This interview, both halves of it, was rather interesting, but the following paragraph leapt out at me.

And one other word about self-publishing. Apart from teaching you to take full responsibility for your work, it allows you to move on from it. Rather than continuously rewriting that ms in the hope that an agent will like it, you can move on and write your next book.

I know from experience how easy it is to keep on polishing and tweaking a favourite book. Thorough editing and proofing are important, but if you let them become an end in themselves then the book will never be finished.

Self publishing can let you set your own short-term deadline, and then, as Ali says, move on to the next book. If you're any kind of writer t all there will always, be a next book clamouring for your attention.


7:33 PM  
Anonymous Anonymous said...

I know that some people like the video and others don't. I would point out that it was filmed in somewhat adverse conditions (very windy) and therefore we couldn't do it as I'd hoped (spoken to camera) and had to add a voice over later. I'd also hoped we'd walk onto the fossil beach but the camera was larger than I expected and not very portable, so we had to stay near the Cobb and try not to look like a scene from French Lieutenant's Woman.
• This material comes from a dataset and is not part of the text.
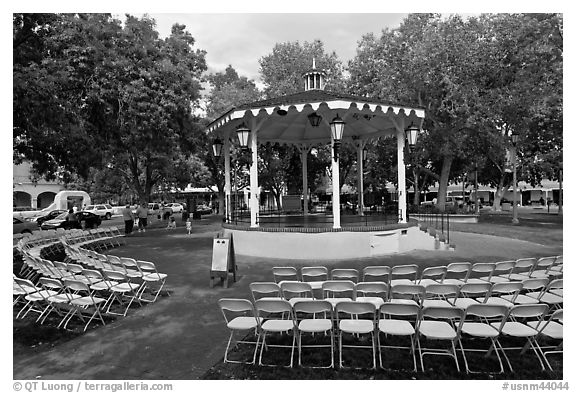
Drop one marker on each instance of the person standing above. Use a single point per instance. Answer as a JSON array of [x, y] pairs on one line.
[[128, 220], [142, 213]]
But big thanks to Nomad and the team for filming.

9:37 PM  
Anonymous Anonymous said...

hi Gyppo,

I'm glad you got what I was meaning re self-publishing - so hopefully others did too. And in case they didn't, I'm not suggesting that we should self-publish less than perfect books. But there comes a point where all that tweaking is not improving the book but trying to second guess a publisher or agent's preferred style.

Another related point I didn't mention in the interview is the fact that I believe that a book is set in place and time. By this I mean that the way it is written reflects the way the world is at that time and the way the author perceives the world. A year or two later, the world has changed and so has the author's view of it. Even if you are writing something historical, the way you interpret it will be affected by the way you see the world now.

And this is another reason to move on from a book. Because each time you go back to it there will always be something you perceive differently and feel a need to alter.